Why do I not get a standard normal random variable after applying central limit theorem?

Question

Suppose that $S_n = \sum_{i=1}^n X_i$, where $X_i$ has $ P(X_i = 1) = P(X_i = -1 ) = 1/2$.

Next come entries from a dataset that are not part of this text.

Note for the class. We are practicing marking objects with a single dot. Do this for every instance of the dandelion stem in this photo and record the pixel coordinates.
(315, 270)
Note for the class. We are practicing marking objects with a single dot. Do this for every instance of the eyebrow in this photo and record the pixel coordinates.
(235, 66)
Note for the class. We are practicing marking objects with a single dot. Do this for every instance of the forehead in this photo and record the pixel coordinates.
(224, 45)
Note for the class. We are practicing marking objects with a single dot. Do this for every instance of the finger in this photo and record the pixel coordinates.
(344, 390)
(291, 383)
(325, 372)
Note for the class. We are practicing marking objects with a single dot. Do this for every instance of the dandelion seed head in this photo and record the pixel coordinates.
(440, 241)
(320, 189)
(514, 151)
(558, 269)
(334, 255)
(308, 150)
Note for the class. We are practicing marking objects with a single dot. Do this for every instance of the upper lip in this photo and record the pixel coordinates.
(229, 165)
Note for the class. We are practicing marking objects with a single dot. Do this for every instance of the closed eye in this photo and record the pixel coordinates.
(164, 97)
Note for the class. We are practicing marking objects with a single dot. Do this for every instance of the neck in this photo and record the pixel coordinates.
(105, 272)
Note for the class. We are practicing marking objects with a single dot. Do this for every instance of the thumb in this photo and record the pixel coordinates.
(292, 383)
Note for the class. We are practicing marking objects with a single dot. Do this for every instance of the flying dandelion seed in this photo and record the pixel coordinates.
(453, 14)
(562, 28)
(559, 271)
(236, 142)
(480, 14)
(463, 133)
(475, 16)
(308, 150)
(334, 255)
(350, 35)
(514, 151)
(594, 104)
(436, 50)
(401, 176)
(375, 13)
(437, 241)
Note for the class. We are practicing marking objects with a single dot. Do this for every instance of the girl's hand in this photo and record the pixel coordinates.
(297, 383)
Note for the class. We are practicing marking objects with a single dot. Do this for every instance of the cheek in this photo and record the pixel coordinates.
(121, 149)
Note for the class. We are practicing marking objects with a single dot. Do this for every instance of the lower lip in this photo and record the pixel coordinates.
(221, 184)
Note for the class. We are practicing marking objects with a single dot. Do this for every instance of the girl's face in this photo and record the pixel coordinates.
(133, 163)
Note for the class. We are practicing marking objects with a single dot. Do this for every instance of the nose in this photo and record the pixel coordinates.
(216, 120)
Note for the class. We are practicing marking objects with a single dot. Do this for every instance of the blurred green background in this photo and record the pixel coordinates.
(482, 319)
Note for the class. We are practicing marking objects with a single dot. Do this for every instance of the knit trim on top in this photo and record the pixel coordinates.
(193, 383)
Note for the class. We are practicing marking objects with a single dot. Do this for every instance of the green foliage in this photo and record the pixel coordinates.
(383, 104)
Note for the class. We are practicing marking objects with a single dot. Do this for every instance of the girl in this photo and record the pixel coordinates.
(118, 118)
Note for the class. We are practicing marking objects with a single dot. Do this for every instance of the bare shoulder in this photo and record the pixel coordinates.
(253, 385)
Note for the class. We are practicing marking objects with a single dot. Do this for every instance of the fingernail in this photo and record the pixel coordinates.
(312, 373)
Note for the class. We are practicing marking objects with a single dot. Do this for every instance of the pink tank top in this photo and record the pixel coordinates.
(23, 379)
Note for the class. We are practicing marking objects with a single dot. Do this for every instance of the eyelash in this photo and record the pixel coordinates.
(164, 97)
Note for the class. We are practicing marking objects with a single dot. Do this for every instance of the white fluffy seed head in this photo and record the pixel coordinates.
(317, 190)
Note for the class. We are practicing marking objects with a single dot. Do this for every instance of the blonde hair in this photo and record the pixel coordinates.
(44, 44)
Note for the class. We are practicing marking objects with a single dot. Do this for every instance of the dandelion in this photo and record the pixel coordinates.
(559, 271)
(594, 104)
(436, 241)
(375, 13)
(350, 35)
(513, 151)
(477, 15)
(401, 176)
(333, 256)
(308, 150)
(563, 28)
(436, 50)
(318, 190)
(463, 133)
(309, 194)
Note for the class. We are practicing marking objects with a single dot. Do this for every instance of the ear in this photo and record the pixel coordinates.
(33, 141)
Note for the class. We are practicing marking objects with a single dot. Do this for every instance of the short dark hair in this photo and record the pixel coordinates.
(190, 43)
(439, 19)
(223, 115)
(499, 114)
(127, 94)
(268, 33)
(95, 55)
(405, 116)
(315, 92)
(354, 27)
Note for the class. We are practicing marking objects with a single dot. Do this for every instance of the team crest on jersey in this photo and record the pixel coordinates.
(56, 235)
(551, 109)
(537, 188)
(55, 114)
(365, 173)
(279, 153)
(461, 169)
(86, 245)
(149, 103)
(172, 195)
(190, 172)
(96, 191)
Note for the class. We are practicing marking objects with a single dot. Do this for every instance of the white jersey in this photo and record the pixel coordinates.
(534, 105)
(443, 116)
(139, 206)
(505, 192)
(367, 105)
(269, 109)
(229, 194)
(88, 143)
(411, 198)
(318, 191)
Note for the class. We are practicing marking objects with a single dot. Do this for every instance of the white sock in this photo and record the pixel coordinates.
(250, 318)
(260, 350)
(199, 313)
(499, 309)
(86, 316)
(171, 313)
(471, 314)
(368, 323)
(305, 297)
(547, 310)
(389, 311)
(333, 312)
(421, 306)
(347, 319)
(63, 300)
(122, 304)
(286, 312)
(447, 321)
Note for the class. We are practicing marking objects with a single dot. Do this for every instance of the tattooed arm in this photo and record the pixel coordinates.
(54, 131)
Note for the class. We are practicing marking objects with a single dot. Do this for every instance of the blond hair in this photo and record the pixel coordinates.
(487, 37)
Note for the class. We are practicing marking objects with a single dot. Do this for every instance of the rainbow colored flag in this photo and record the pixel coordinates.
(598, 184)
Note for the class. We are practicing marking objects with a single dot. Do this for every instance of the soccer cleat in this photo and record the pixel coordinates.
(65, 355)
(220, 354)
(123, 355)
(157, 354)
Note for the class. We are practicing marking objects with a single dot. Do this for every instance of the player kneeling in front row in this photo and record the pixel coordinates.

I am trying to use central limit theorem to calculate $$\lim_{n \to \infty} P\left(S_n < \frac{1}{3} \sqrt{n}\right)$$

My attempt is that: $E(S_n) = 0$ and $\operatorname{Var}(S_n) = n$, hence $$\lim_{n \to \infty} P\left(S_n < \frac{1}{3} \sqrt{n}\right) = \lim_{n \to \infty} P\left(\frac{S_n - n\mu}{\sigma\sqrt{n}}< \frac{\frac{1}{3} \sqrt{n} - n\mu}{\sigma \sqrt{n}}\right) = \lim_{n \to \infty} P\left(\frac{S_n}{n} < \frac{\sqrt{n}}{3n}\right) = 0.5$$

Do I use CLT correctly? Why is $\frac{S_n}{n}$ not a standard normal random variable?

Answer 1

I see what the problem is. In the formula of central limit theorem, $\mu$ and $\sigma$ are $X_i$'s mean and variance but not $S_n$'s mean and variance.

Answer 2

It is obvious that $\operatorname{E}[S_n] = 0$. For the variance, since the $X_i$ are independent,

$$\begin{align} \operatorname{Var}[S_n] &\overset{\text{ind}}{=} \sum_{i=1}^n \operatorname{Var}[X_i] \\ &= n \operatorname{Var}[X_1] \\ &= n \left((1 - 0)^2 \Pr[X_1 = 1] + (-1-0)^2 \Pr[X_1 = -1]\right) \\ &= n. \end{align}$$ Then $$\begin{align} \Pr\left[S_n \le \frac{\sqrt{n}}{3}\right] &= \Pr\left[\frac{S_n - \operatorname{E}[S_n]}{\sqrt{\operatorname{Var}[S_n]}} \le \frac{\sqrt{n}/3 - 0}{\sqrt{n}} \right] = \Pr\left[\frac{S_n - \operatorname{E}[S_n]}{\sqrt{\operatorname{Var}[S_n]}} \le \frac{1}{3} \right]. \end{align}$$ As $n \to \infty$, $$\frac{S_n - \operatorname{E}[S_n]}{\sqrt{\operatorname{Var}[S_n]}} \to Z$$ where $Z \sim \operatorname{Normal}(0,1)$ is a standard normal random variable; hence $$\lim_{n \to \infty} \Pr\left[S_n \le \frac{\sqrt{n}}{3}\right] = \Pr[Z \le 1/3].$$

If you don't like the application of the CLT in this manner, you can also do it on the sample mean instead of the sample total; i.e., define $$\bar X_n = \frac{S_n}{n}$$ and we have

$$\Pr\left[S_N \le \frac{\sqrt{n}}{3}\right] = \Pr\left[\bar X_n \le \frac{1}{3\sqrt{n}}\right] = \Pr\left[\frac{\bar X_n - \operatorname{E}[\bar X_n]}{\sqrt{\operatorname{Var}[\bar X_n]}} \le \frac{\frac{1}{3 \sqrt{n}} - 0}{\sqrt{\frac{1}{n}}}\right],$$

since the variance of $\bar X_n$ is simply $\frac{1}{n^2} \operatorname{Var}[S_n] = \frac{1}{n}$.